A non exhaustive tour of optimization-related tools for machine learning and statistics in R

tutorial
optimization
R
python
SPAMS
benchopt
KeOps
“State of the R” online session, AgroParisTech, Paris (France)
Author

Ghislain Durif

Published

January 22, 2021

Note: part 1 and 2 on Janurary 22nd, 2021 and part 3 on Febrary 12th.

The workshop will be divided into two parts. Here https://github.com/gdurif/optimizeR you can find the materials and preliminary requirements (will be updated soon). Both parts will include a presentation and programming tutorials.

The first part will focus on efficiently solving standard statistics or machine learning related optimization problems in R. We will talk about several R packages, in particular the following estimation and benchmark libraries:

  • SPAMS (SPArse Modeling Software, https://thoth.inrialpes.fr/people/mairal/spams/), an optimization toolbox that was developed to solve various sparse estimation problems, such as dictionary learning and matrix factorization (NMF, sparse PCA, …), but also sparse decomposition problems with LARS, coordinate descent, OMP, SOMP, proximal methods, and structured sparse decomposition problems (l1/l2, l1/linf, sparse group lasso, tree-structured regularization, structured sparsity with overlapping groups,…).

  • BenchOpt (https://benchopt.github.io/), a package to simplify, to make more transparent and more reproducible the comparisons of optimization algorithms. It is written in Python but it is available with many programming languages. So far it has been tested with Python, R, Julia and compiled binaries written in C/C++ available via a terminal command. BenchOpt is used through a command line tools and you can easily add your own solvers. Ultimately the purpose is to be able to run and replicate an optimization benchmark in the most simple and fair way when designing and programming algorithms as well as when reviewing existing methods.
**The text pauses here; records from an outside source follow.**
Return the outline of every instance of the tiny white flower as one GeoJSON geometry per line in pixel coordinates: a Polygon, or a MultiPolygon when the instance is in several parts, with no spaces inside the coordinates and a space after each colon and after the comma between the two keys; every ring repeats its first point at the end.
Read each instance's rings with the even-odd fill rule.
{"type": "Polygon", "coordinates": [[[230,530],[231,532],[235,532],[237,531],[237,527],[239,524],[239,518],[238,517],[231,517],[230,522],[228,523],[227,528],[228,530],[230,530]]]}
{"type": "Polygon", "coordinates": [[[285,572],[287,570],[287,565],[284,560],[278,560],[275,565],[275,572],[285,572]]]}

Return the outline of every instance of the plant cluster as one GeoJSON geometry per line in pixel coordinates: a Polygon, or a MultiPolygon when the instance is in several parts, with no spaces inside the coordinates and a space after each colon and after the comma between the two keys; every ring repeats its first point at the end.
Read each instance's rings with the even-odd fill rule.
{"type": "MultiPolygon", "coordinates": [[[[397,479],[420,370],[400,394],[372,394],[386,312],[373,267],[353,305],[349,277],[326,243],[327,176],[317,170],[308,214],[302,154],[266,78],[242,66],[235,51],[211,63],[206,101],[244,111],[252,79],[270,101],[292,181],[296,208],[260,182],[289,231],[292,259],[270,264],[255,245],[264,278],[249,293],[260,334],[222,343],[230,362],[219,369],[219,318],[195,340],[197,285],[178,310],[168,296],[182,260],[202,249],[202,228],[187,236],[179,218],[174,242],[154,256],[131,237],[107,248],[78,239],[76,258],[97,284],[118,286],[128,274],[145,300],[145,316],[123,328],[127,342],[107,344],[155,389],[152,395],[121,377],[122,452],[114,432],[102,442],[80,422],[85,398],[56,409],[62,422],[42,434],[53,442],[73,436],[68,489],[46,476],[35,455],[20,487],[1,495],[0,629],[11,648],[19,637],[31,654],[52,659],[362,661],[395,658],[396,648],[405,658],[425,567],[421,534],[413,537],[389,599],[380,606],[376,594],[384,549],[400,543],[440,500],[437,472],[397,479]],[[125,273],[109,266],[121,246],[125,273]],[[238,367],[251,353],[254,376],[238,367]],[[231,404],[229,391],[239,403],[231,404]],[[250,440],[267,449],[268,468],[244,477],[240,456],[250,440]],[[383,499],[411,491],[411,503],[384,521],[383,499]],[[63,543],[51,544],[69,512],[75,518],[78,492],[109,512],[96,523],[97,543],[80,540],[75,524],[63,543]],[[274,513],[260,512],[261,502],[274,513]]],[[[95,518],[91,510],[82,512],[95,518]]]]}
During the second part, we will focus on KeOps (https://www.kernel-operations.io), a library to run seamless Kernel Operations on GPU (but not only), with possible auto-differentiation and without memory overflows. It provides routines to compute generic reductions of large 2d arrays whose entries are given by a mathematical formula. Using a C++/CUDA-based implementation with GPU support, it combines a tiled reduction scheme with an automatic differentiation engine. Relying on online map-reduce schemes, it is perfectly suited to the scalable computation of kernel dot products and the associated gradients, even when the full kernel matrix does not fit into the GPU memory.

KeOps is all about breaking through this memory bottleneck and making GPU power available for seamless standard mathematical routine computations. As of mid-2020, this effort has been mostly restricted to the operations needed to implement Convolutional Neural Networks: linear algebra routines and convolutions on grids, images and volumes. KeOps provides GPU support without the cost of developing a specific CUDA implementation of your custom mathematical operators.

To ensure its verstility, KeOps can be used through Matlab, Python (NumPy or PyTorch) and R backends (package RKeOps available on CRAN).